Draveil : Fosse aux Carpes

Maître d'ouvrage : Région Île de France


BASE paysagiste mandataire + DVVD architectes

 

Draveil / Essonne
Surface / 8 ha
Budget / 1 M€
Concours / 2010

 


Notre proposition consiste avant tout à rendre praticable une partie du site de la Fosse aux Carpes. Il s’agit de ménager des accès à l’eau, des traversées, des entrées, conduire des cheminements, diriger les circulations principales, de manière à offrir aux visiteurs une découverte hautement représentative du site, sans remettre en cause ses qualités liées à la faune et à la flore spontanées qui s’y développent, dans le respect absolu de leurs logiques de vie.
Nous avons interrogé et étudié finement les différents milieux naturels qui constituent la Fosse aux Carpes.

Nous en avons établi une cartographie, et nous proposons de mettre en valeur et de faire découvrir certaines de ses entités, assez contrastées quand on prend la peine d’y porter l’attention qu’elles méritent.
Il n’y a entre la friche et la réserve naturelle à peine plus que des variations de regards, et notre intervention porte également sur ce regard, à travers une démarche purement paysagiste. Nous proposons de fixer cette perception en certains points, en proposant aux visiteurs une série de postures ou de stations d’observation, qui l’invitent à prendre place et regarder, à écouter, à sentir ce territoire qui tient désormais autant du sauvage que du paysage.
Notre soucis, l’écueil que nous cherchons à éviter, consisterait à complètement travestir le milieu en spectaculaire ou en didactique, en lui retirant son caractère spontané, mystérieux, muet.

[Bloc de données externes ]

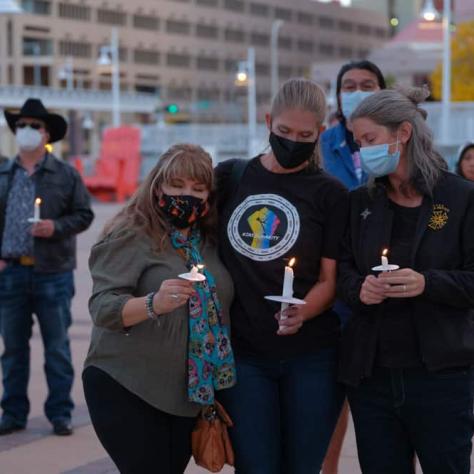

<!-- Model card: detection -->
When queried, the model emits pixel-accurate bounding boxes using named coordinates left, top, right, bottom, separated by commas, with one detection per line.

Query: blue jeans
left=0, top=264, right=74, bottom=426
left=218, top=349, right=344, bottom=474
left=347, top=368, right=474, bottom=474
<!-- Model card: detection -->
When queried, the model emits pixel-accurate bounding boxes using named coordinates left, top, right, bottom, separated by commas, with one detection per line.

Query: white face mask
left=15, top=126, right=43, bottom=151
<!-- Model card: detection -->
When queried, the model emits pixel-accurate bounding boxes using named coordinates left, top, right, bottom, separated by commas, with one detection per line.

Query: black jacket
left=0, top=154, right=94, bottom=273
left=338, top=172, right=474, bottom=385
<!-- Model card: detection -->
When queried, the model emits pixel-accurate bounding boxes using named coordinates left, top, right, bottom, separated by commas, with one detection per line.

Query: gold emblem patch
left=428, top=204, right=449, bottom=230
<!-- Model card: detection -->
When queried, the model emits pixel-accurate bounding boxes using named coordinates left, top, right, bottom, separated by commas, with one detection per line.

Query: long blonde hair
left=270, top=77, right=326, bottom=167
left=102, top=143, right=217, bottom=250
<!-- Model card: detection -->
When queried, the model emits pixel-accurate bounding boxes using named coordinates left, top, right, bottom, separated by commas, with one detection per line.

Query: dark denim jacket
left=0, top=154, right=94, bottom=273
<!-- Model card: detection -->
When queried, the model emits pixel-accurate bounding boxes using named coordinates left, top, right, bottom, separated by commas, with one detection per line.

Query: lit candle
left=33, top=198, right=41, bottom=221
left=283, top=258, right=295, bottom=298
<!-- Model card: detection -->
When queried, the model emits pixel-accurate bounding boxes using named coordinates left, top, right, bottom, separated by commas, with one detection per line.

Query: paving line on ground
left=61, top=458, right=119, bottom=474
left=0, top=405, right=91, bottom=453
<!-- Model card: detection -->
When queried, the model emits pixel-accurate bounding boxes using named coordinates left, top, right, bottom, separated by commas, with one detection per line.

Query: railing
left=0, top=86, right=160, bottom=113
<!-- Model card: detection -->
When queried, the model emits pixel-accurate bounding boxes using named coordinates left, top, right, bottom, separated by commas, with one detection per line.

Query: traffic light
left=165, top=104, right=179, bottom=115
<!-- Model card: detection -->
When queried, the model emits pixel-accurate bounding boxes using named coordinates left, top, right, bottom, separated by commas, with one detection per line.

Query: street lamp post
left=235, top=47, right=257, bottom=156
left=270, top=20, right=284, bottom=97
left=247, top=47, right=257, bottom=156
left=421, top=0, right=451, bottom=145
left=58, top=56, right=74, bottom=92
left=98, top=28, right=120, bottom=127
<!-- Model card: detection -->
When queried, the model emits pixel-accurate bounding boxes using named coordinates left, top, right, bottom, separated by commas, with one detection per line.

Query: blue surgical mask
left=341, top=91, right=374, bottom=119
left=360, top=138, right=400, bottom=177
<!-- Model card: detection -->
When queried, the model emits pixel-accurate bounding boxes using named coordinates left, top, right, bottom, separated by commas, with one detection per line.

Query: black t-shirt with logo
left=216, top=157, right=348, bottom=359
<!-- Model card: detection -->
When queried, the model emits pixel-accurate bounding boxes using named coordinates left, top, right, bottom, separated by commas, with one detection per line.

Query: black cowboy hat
left=5, top=99, right=67, bottom=143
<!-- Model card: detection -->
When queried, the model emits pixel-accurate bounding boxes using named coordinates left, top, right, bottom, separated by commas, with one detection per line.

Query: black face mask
left=158, top=193, right=208, bottom=229
left=270, top=132, right=318, bottom=169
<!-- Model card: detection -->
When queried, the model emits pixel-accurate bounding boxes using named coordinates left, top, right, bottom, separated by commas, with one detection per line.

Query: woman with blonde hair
left=83, top=145, right=235, bottom=474
left=217, top=79, right=347, bottom=474
left=338, top=89, right=474, bottom=474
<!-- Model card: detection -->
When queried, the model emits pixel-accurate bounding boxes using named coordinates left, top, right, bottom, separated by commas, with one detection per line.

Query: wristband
left=145, top=291, right=160, bottom=321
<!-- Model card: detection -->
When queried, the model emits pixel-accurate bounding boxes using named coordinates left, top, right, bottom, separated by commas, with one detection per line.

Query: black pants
left=82, top=367, right=195, bottom=474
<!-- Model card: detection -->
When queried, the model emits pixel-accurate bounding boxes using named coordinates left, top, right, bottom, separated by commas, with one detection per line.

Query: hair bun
left=397, top=84, right=431, bottom=119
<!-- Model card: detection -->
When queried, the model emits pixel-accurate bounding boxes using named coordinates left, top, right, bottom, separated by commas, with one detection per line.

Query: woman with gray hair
left=338, top=89, right=474, bottom=474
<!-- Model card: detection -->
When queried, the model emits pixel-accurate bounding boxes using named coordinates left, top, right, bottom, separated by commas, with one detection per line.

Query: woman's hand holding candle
left=275, top=305, right=306, bottom=336
left=359, top=274, right=390, bottom=305
left=377, top=268, right=426, bottom=298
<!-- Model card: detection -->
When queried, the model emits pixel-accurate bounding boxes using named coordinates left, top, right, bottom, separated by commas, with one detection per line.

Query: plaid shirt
left=2, top=157, right=44, bottom=258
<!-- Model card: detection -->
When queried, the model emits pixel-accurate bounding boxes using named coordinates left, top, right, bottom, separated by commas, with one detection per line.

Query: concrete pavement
left=0, top=204, right=366, bottom=474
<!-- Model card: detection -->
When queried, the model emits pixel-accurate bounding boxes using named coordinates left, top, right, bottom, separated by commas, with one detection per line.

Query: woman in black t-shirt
left=216, top=79, right=347, bottom=474
left=338, top=89, right=474, bottom=474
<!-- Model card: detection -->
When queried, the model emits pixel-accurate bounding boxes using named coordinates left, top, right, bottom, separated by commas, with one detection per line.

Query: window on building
left=250, top=3, right=270, bottom=17
left=278, top=66, right=292, bottom=79
left=133, top=49, right=160, bottom=64
left=337, top=20, right=353, bottom=33
left=196, top=24, right=219, bottom=39
left=23, top=37, right=53, bottom=56
left=298, top=40, right=314, bottom=53
left=196, top=56, right=219, bottom=71
left=196, top=87, right=221, bottom=100
left=255, top=62, right=270, bottom=76
left=374, top=28, right=387, bottom=38
left=296, top=12, right=314, bottom=25
left=319, top=43, right=334, bottom=56
left=275, top=7, right=293, bottom=21
left=97, top=8, right=127, bottom=26
left=21, top=0, right=51, bottom=15
left=133, top=14, right=160, bottom=31
left=166, top=20, right=191, bottom=35
left=357, top=25, right=372, bottom=35
left=166, top=53, right=191, bottom=67
left=224, top=28, right=245, bottom=43
left=59, top=40, right=92, bottom=58
left=196, top=0, right=219, bottom=7
left=278, top=36, right=293, bottom=49
left=166, top=86, right=193, bottom=101
left=319, top=16, right=335, bottom=30
left=339, top=46, right=352, bottom=58
left=251, top=32, right=270, bottom=46
left=58, top=2, right=91, bottom=21
left=224, top=0, right=245, bottom=12
left=224, top=59, right=239, bottom=72
left=134, top=83, right=158, bottom=94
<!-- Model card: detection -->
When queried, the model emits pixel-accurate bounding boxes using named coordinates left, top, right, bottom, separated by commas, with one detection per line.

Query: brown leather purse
left=191, top=401, right=234, bottom=472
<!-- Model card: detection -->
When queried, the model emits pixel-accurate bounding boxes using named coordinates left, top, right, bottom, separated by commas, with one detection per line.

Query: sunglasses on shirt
left=15, top=122, right=44, bottom=130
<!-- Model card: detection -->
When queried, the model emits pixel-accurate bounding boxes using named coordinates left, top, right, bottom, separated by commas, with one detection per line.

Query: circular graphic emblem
left=227, top=194, right=300, bottom=261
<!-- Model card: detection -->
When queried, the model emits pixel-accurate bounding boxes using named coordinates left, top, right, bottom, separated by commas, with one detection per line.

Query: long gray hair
left=351, top=87, right=447, bottom=195
left=270, top=77, right=326, bottom=168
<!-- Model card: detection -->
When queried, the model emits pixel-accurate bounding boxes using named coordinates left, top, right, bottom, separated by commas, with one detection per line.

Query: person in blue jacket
left=321, top=60, right=386, bottom=190
left=320, top=60, right=386, bottom=474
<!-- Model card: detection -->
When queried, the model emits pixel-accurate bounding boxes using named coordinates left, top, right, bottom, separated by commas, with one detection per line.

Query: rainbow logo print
left=247, top=207, right=280, bottom=249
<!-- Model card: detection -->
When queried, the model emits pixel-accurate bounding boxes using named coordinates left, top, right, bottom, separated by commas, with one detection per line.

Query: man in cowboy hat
left=0, top=99, right=94, bottom=435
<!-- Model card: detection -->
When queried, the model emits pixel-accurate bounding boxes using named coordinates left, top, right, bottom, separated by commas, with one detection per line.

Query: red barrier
left=76, top=126, right=141, bottom=202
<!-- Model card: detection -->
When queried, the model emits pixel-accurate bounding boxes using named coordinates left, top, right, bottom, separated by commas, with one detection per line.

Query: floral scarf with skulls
left=170, top=227, right=236, bottom=405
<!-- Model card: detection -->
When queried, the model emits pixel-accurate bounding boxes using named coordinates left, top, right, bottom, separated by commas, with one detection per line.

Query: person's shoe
left=0, top=420, right=25, bottom=436
left=53, top=421, right=73, bottom=436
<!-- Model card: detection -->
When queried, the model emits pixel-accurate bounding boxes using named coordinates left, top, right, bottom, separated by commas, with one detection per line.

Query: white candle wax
left=283, top=266, right=294, bottom=298
left=33, top=198, right=41, bottom=221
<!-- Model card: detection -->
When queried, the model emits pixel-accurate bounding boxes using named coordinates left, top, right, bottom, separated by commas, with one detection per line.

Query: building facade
left=0, top=0, right=388, bottom=120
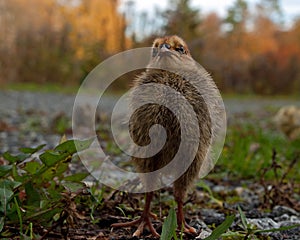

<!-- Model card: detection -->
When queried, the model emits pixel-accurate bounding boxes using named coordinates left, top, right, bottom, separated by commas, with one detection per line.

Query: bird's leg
left=111, top=192, right=159, bottom=237
left=174, top=188, right=197, bottom=235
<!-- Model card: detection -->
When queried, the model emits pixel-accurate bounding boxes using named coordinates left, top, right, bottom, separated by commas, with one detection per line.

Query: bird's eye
left=175, top=46, right=186, bottom=54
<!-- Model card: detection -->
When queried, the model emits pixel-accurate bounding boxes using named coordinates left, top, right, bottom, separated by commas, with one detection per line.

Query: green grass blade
left=160, top=208, right=177, bottom=240
left=255, top=224, right=300, bottom=233
left=204, top=215, right=235, bottom=240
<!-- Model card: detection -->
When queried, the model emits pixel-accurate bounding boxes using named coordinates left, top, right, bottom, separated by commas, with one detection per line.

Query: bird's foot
left=180, top=221, right=197, bottom=236
left=111, top=212, right=160, bottom=237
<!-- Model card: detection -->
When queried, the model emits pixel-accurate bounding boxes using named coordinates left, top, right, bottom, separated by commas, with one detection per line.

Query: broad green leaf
left=204, top=215, right=235, bottom=240
left=2, top=152, right=28, bottom=163
left=39, top=150, right=69, bottom=167
left=24, top=161, right=41, bottom=175
left=0, top=165, right=12, bottom=177
left=255, top=224, right=300, bottom=233
left=160, top=208, right=177, bottom=240
left=20, top=144, right=46, bottom=154
left=0, top=179, right=22, bottom=190
left=62, top=181, right=85, bottom=192
left=64, top=173, right=89, bottom=182
left=0, top=184, right=14, bottom=215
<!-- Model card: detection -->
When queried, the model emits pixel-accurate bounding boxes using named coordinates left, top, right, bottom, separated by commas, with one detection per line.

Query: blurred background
left=0, top=0, right=300, bottom=95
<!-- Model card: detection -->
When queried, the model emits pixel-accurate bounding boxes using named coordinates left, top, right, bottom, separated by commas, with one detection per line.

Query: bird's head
left=150, top=35, right=192, bottom=68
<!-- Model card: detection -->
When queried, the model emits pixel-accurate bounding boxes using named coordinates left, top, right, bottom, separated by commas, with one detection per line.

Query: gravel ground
left=0, top=91, right=300, bottom=240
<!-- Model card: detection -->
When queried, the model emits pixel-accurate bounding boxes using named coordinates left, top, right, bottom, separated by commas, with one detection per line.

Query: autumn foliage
left=0, top=0, right=300, bottom=94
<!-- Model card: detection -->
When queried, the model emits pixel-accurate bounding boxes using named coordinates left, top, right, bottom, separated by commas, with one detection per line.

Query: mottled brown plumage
left=113, top=36, right=218, bottom=236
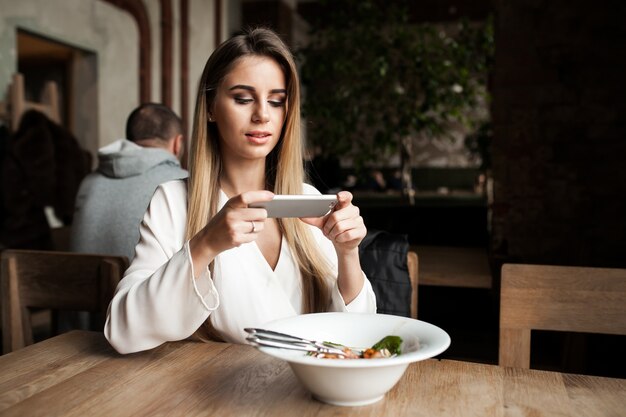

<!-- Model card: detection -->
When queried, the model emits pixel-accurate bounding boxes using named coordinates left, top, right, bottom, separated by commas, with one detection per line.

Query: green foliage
left=298, top=0, right=493, bottom=172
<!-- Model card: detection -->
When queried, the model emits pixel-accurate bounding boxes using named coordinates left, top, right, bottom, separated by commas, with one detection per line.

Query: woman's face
left=210, top=57, right=287, bottom=160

Aussi, nous sommes restés le plus loin possible des codes du jardin et de l’embellissement, et nos propositions opèrent une distance volontaire et assumée avec les figures de «l’art des jardins» :

  • le dessin des circulations renvoie plus à la réserve de chasse (avec des chemins rectilignes décuplant l’éventualité d’y croiser un animal) qu’au parc paysager (et ses courbures d’une nature stylisée) ;
  • le mobilier relève du «no-design», (en associant une menuiserie paysanne et ancestrale à des logiques de mutualisation ou de sécurité propre aux transports en commun) ;
  • la passerelle, pure et brutale, en totale cohérence avec la nature fondamentalement industrielle du site, se profile d’après des considérations plus structurelles que naturalistes ;
  • les pontons, par leur morphologie stellaire, se démarquent du trop attendu ponton de pêche et proposent des parcours de rencontres et de croisements ;
  • enfin les entrées sur le site marquent déjà la fin des logiques de l’aménagement urbain.